The future of retinoids in skincare
An area of investigation that has led to novel medicines in acne therapy is combination therapies with topical retinoids. The utilization of combination therapy with topicals has proven to be helpful from the perspective of a multimodal mechanism of action. It potentially minimizes the necessity for oral medication and systemic exposure. New topical retinoids and these agents being coupled with other well-proven topical therapies will come as no surprise, given the prevalence of acne in both adults and children. Formulating compounds in new vehicles that support the stability of products and lessen their adverse effects is also of interest.
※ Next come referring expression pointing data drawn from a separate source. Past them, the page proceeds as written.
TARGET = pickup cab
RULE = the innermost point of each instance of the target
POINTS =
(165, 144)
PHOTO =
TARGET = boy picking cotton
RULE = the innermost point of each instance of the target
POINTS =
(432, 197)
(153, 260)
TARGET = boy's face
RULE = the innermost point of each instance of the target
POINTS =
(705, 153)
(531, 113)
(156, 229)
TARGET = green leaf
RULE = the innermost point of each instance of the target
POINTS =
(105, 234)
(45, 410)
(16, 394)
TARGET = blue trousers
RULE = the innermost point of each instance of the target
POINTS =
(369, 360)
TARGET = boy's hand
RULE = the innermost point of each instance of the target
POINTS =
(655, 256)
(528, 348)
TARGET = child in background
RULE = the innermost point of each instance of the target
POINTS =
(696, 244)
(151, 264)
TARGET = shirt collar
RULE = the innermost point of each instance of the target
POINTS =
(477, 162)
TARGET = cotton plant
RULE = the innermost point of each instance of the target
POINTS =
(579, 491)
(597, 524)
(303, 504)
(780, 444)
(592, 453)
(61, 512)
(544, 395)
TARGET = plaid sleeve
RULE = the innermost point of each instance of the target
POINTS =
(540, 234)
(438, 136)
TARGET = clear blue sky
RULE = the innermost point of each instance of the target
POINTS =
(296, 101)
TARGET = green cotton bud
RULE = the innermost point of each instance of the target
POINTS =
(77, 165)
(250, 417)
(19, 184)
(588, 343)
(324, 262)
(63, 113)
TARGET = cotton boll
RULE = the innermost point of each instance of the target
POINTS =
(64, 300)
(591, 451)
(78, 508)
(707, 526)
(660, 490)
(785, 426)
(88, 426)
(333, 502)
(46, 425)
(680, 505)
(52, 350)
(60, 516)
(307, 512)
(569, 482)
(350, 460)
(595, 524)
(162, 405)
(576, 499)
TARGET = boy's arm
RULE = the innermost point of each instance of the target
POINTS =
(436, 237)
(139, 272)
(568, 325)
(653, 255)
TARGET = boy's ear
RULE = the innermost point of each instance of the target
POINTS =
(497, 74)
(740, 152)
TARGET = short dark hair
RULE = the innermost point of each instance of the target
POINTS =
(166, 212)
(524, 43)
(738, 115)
Despite several decades of biochemical and clinical research, there are still several obstacles to using retinoids to prevent and treat skin cancer. First, there are new retinoid compounds that haven’t been well-tested for their potential to treat skin cancer. The clinical translations of basic research findings are not fully informed. To minimize adverse effects and maximize the utility of retinoids in the treatment of skin cancer, rational medication combinations incorporating these chemicals may be essential.
Therefore, the identification of therapeutic biomarkers to assess retinoid response and anticipate resistance may be a promising area of research in the future, perhaps leading to the selection of patients most likely to benefit from retinoid therapy.
Conclusion
Over the years, first-generation tretinoin—which is still a popular therapeutic option for many dermatologists—has given way to topical retinoids. The third and fourth-generation retinoids, which have improvements in potency, tolerability, photostability, and other indications, were discovered as a result of ongoing research into these drugs.
Characterizing the molecular genetics of retinoid response and applying this understanding to treatment design, prognostication, and patient selection optimization can be productive research directions. Such studies can help direct the use of retinoids in dermatology in the future, ushering in the era of precision medicine.